My favorite album, sheesh, that’s a hard one, since there are albums that were my favorite at one time, before I tired of them or moved on to a different album or artist. If, say, I could only ever listen to one album for the rest of my life, I’d probably have to say Aerosmith’s live album, A Little South of Sanity. Because let’s be honest, who doesn’t relish in belting out the lyrics to “Crazy” and “Cryin’” and “Love in an Elevator” when their alone in their private recording booth, I mean, car?

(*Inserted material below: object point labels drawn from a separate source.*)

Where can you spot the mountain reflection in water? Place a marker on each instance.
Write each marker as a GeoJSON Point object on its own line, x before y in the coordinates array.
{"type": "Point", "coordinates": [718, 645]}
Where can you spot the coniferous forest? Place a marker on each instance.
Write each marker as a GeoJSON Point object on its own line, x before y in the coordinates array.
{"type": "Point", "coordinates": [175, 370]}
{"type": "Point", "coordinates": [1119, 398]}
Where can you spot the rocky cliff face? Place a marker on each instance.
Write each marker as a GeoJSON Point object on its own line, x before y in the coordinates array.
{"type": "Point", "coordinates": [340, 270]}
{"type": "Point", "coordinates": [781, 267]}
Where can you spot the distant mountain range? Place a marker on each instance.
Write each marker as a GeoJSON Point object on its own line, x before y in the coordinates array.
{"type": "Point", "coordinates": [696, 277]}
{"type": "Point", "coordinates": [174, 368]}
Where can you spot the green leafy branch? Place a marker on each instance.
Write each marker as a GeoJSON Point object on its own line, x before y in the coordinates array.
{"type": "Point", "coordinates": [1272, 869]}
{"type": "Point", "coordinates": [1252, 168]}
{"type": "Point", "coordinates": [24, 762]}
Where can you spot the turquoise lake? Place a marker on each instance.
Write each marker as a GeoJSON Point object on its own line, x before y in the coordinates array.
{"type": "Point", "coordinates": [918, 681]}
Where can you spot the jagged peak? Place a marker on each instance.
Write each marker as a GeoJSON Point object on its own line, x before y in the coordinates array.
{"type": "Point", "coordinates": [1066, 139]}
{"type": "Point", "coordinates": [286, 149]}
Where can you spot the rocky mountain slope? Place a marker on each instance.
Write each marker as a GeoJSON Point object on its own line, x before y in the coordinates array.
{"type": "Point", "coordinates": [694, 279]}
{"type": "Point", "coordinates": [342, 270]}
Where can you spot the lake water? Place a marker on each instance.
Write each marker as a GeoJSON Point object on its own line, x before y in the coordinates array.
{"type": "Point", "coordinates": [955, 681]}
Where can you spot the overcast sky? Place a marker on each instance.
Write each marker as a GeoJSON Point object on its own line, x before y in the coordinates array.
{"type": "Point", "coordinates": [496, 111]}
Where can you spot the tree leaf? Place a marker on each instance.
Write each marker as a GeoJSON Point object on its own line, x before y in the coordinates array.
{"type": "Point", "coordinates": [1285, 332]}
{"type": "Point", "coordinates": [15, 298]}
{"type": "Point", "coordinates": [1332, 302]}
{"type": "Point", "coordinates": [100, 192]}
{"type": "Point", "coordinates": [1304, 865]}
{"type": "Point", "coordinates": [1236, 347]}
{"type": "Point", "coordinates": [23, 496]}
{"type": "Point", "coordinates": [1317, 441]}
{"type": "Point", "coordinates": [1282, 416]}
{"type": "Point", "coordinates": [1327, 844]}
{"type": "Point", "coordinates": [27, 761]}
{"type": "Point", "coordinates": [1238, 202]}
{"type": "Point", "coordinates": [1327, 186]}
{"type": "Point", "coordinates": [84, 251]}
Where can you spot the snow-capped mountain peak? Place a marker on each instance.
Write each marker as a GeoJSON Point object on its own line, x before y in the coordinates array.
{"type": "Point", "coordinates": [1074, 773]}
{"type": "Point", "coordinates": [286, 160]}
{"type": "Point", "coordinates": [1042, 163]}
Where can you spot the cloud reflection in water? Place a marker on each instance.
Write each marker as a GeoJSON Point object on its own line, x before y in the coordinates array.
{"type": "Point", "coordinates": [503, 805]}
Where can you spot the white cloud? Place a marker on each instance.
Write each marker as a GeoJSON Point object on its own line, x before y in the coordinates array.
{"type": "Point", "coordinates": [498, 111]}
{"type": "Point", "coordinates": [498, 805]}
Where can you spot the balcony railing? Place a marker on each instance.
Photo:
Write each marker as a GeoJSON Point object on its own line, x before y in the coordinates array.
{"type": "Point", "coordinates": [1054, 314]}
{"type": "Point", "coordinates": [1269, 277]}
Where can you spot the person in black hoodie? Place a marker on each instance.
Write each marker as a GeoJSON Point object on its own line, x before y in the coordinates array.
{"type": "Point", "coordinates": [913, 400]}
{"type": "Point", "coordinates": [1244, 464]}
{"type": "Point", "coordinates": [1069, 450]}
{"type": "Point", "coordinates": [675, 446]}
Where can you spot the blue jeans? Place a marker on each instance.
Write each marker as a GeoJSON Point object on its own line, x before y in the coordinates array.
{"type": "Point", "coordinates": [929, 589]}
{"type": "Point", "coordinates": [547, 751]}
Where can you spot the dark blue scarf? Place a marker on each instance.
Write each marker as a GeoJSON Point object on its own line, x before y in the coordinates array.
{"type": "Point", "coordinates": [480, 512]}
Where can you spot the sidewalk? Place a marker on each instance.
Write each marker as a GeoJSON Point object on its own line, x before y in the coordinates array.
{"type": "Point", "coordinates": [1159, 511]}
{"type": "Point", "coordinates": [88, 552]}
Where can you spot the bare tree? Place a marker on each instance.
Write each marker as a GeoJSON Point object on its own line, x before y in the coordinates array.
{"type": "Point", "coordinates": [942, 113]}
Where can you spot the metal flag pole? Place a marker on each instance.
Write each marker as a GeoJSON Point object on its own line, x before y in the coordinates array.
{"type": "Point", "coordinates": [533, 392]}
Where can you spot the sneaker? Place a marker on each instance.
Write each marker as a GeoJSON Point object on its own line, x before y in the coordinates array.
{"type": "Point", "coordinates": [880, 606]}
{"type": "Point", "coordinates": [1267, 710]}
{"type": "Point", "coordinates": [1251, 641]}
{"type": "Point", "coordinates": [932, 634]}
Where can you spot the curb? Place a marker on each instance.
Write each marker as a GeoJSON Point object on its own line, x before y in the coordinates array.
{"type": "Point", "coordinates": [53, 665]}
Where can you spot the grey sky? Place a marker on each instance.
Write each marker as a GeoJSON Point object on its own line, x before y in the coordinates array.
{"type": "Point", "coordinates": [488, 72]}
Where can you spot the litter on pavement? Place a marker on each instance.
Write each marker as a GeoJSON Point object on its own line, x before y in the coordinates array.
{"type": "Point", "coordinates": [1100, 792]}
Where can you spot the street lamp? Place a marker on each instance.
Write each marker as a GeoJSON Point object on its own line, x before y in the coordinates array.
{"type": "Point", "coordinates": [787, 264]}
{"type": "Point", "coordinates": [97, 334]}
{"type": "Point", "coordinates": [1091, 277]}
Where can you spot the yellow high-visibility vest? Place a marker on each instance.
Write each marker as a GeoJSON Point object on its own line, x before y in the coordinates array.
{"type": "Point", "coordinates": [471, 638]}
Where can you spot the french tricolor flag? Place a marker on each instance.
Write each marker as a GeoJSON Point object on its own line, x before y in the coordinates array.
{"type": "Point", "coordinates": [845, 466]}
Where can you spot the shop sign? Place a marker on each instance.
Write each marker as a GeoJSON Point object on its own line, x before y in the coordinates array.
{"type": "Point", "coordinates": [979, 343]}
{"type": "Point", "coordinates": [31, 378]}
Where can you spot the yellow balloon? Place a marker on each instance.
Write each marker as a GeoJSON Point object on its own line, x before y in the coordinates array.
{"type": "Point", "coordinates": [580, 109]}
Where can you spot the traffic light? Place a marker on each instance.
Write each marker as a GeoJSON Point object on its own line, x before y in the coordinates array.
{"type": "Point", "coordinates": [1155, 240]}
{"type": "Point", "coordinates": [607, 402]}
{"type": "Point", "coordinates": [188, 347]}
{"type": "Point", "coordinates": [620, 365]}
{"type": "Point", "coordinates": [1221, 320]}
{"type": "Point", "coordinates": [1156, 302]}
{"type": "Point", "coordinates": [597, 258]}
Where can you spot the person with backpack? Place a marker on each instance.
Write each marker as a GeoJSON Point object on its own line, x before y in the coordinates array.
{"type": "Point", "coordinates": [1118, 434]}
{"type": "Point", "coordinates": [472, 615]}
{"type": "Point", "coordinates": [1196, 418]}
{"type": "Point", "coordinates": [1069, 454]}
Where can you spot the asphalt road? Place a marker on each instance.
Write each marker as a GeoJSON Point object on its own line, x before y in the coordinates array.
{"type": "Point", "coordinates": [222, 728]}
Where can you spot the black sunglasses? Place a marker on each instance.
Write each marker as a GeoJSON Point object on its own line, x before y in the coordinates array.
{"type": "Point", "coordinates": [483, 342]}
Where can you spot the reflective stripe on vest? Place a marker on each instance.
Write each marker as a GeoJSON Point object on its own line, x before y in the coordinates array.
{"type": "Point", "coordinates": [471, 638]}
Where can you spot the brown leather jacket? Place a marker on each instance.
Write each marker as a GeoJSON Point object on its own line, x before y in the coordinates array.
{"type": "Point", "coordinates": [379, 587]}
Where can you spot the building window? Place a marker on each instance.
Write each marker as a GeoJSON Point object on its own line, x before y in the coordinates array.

CHHR: What is your spirit animal?
I’ve always felt particularly drawn to birds, and when I was a little girl, I became obsessed with the idea of having a parakeet as a pet. My younger sister and I started the ‘Blue and Green Parakeet Cleaning Service’ in order to showcase our steadfast sense of responsibility, and subsequently prove to our parents our worth as potential bird owners (mind you, this was predominantly my idea; my poor sister was like, ‘Cool, birds! Wait, why do we have to clean again?’). We ended up getting a pair of English budgerigars for Christmas (of course we did, my parents would have gotten them for us regardless of my half-baked house cleaning scheme!), and I loved watching those small, colorful birds strut from perch to perch, and chitter to themselves with those perfectly curved, waxen beaks.
Today, I still have an affinity for all creatures avian, but I think my spirit animal is a little less colorful, and a little more intense, than those budgies of my youth. A crow can be partially migratory, yet many remain ‘resident’ to one particular area, and I think that sums up my prior wanderlust (I’ve lived in Philadelphia, Los Angeles, and all over Boston), and ensuing tendency toward embracing my homebody nature (I’ve since settled back in my hometown of Westerly, RI). Crows are always inquisitive, sometimes mischievous, and occasionally hostile. They’re intelligent, travel in murders, and their signature ‘caws’ are representative of an amazing array of communication skills. Oh, and of course, their go-to garb is black.
CHHR: What is your favorite beer?
I have not had a drink in a number of years, so the answer to this question would be none of them. Or perhaps all of them, and that is why I no longer drink. ;)
CHHR: If you could have a beer with one author, who would it be?
If we can change it to a cup of English breakfast tea, I would have to say Stephen King. I know, I know, it’s clichéd, even predictable, but Stephen King doesn’t sit down with just anyone, and I’d like to simply enjoy a leisurely conversation with the modern master of horror about great novels, the genius of audiobooks, and the joy of compact dogs with super-short legs.